What is Spinal Cord Stimulation

The stimulation of the posterior strands of the spinal cord can be an effective therapy option for painful diseases (chronic herniated disc, back pain, neck pain), which are otherwise difficult and often insufficient to treat. The method is by no means a new invention. It has been used successfully for more than 40 years.

What is treated?

It is used to treat both neuropathic back pain, i.e. back pain caused by the nervous system itself, and non-neuropathic back pain, which has its cause outside the nervous system. This can be, for example, back or neck pain after breast surgery, groin surgery, disc surgery, spinal surgery, so-called "failed back surgery", post nucleotomy syndrome or phantom pain after amputation or complex regional pain syndrome (CRPS; synonym also M. Sudeck or reflex dystrophy). These diseases are primarily treated conservatively. Drug and physical therapy methods are used here, but also psychological/psychotherapeutic and psychiatric forms of therapy in an individual combination. Nevertheless, only about 30-40% of patients with neuropathic pain can be treated satisfactorily conservatively. Although the method has been known and used for a long time, meaningful studies for specific indications have only recently been presented. Whether the method is suitable for you can be clarified in a personal conversation with us at the apex spine center.
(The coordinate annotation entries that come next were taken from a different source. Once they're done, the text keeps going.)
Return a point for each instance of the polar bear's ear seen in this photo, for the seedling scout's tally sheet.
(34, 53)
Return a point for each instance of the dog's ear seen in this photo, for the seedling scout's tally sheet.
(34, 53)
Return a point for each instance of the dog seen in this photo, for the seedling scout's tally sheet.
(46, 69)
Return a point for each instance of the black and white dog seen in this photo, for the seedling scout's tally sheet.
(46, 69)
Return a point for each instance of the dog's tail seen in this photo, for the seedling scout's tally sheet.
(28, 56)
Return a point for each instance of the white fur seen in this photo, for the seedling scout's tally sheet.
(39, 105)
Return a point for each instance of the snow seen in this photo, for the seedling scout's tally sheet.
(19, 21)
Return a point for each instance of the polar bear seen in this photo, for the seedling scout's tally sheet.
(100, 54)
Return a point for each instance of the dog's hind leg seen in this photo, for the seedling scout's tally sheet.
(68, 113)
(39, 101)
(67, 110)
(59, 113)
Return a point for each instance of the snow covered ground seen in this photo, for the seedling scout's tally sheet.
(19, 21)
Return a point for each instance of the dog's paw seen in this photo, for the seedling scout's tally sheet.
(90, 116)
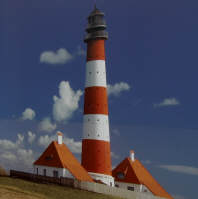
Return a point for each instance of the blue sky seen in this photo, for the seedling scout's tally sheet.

What does the procedure include?

An advantage of this method is that no major surgical intervention under general anesthesia is required to place the required electrode over the spinal cord. This is inserted into the spinal canal via a cannula under local anesthesia. With the system from St. Jude Medical that we mainly use, it can be used for classic tonic stimulation, in which the electrical impulses trigger a tingling sensation in the affected area, which in most cases is felt to be pleasant. On the other hand, the so-called burst or high-frequency stimulation is possible, with which no or at most very little tingling sensations occur. Under certain circumstances, even better pain reduction can be achieved by combining both variants.

What follow-up treatment and rehabilitation is required?

The stimulation unit implanted under the skin only needs to be replaced about every 10 years. The battery usually has to be charged externally, through the skin, once a week. Handling the SCS after implantation is relatively easy for the patient. All patients receive intensive instruction here. A special further physiotherapeutic after-treatment is not necessary.